Car accidents have killed more people in the United States than all the nation’s wars, according to the Minnesota Department of Health. Improvements in vehicle design, road design and seat belt use have reduced accident fatalities, but motor vehicle crashes remain the leading cause of death for people aged four to 34. Educating people on driving safety topics helps reduce the risk of dangerous car accidents.
Distracted driving means you are visually, manually or cognitively distracted from driving. Examples of distractions include reading maps, using a cell phone, daydreaming, eating and drinking, changing the radio station, using a GPS or performing personal grooming. Driver distraction contributed to almost 20 percent of accidents in 2008.
Wearing a seat belt is the most effective way to protect yourself in a motor vehicle accident. Seat belts saved more than 13,000 lives in 2008. Children and pregnant women should also wear seat belts. Don’t count on air bags to save you–seat belts are designed to work with air bags.
Impaired drivers are under the influence of alcohol or drugs.

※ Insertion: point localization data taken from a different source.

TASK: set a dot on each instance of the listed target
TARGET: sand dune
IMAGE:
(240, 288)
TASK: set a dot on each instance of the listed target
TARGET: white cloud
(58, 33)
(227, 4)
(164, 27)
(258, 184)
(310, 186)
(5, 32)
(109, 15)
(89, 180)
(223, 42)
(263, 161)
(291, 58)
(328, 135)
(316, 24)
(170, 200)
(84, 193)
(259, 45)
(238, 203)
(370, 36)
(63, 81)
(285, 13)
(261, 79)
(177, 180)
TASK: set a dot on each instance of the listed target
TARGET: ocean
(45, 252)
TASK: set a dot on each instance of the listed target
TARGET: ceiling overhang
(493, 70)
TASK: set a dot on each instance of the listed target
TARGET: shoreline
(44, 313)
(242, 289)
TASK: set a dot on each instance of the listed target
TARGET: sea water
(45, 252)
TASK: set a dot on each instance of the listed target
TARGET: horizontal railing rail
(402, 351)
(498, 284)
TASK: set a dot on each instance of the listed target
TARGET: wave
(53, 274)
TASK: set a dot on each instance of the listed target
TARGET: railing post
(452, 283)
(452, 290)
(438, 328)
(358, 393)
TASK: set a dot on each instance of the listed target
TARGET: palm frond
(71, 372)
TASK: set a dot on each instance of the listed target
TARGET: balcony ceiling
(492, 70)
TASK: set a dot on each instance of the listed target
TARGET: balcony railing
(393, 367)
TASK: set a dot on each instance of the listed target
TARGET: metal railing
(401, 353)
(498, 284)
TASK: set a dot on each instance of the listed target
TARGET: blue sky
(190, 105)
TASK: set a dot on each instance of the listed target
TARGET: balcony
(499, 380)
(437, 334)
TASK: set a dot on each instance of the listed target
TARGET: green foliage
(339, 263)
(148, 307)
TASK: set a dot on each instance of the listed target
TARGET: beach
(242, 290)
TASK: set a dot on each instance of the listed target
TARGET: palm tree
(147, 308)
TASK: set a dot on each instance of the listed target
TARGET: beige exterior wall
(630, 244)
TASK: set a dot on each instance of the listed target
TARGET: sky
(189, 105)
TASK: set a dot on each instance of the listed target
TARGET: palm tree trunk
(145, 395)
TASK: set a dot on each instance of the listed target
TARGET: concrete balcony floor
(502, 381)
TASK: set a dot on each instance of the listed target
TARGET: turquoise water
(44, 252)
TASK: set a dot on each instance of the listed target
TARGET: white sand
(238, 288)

Alcohol was involved in nearly a third of traffic-related deaths in 2008, while other drugs were present in about 18 percent of deaths. Young people, motorcyclists and people who have previously received convictions for driving while impaired are most likely to drive while intoxicated or on drugs.
Speeding contributes to nearly a third of all fatal crashes. Most speed-related crashes involve a single vehicle, and 60 percent occur at night. Driving too fast also uses more fuel.
Child Safety Seats
Children should use child safety seats placed in the backseat until they are tall enough to properly use seat belts, which usually occurs around age eight. Children under 13 should always ride in the backseat, since deployed air bags can endanger young children.
Car accidents cause more than one of three teen deaths. Males, teens who have recently gotten their licenses and teens driving with teenage passengers are at highest risk for motor vehicle crashes. Teenage drivers are less likely to recognize hazardous situations, less likely to wear seatbelts and more likely to speed than other groups of drivers.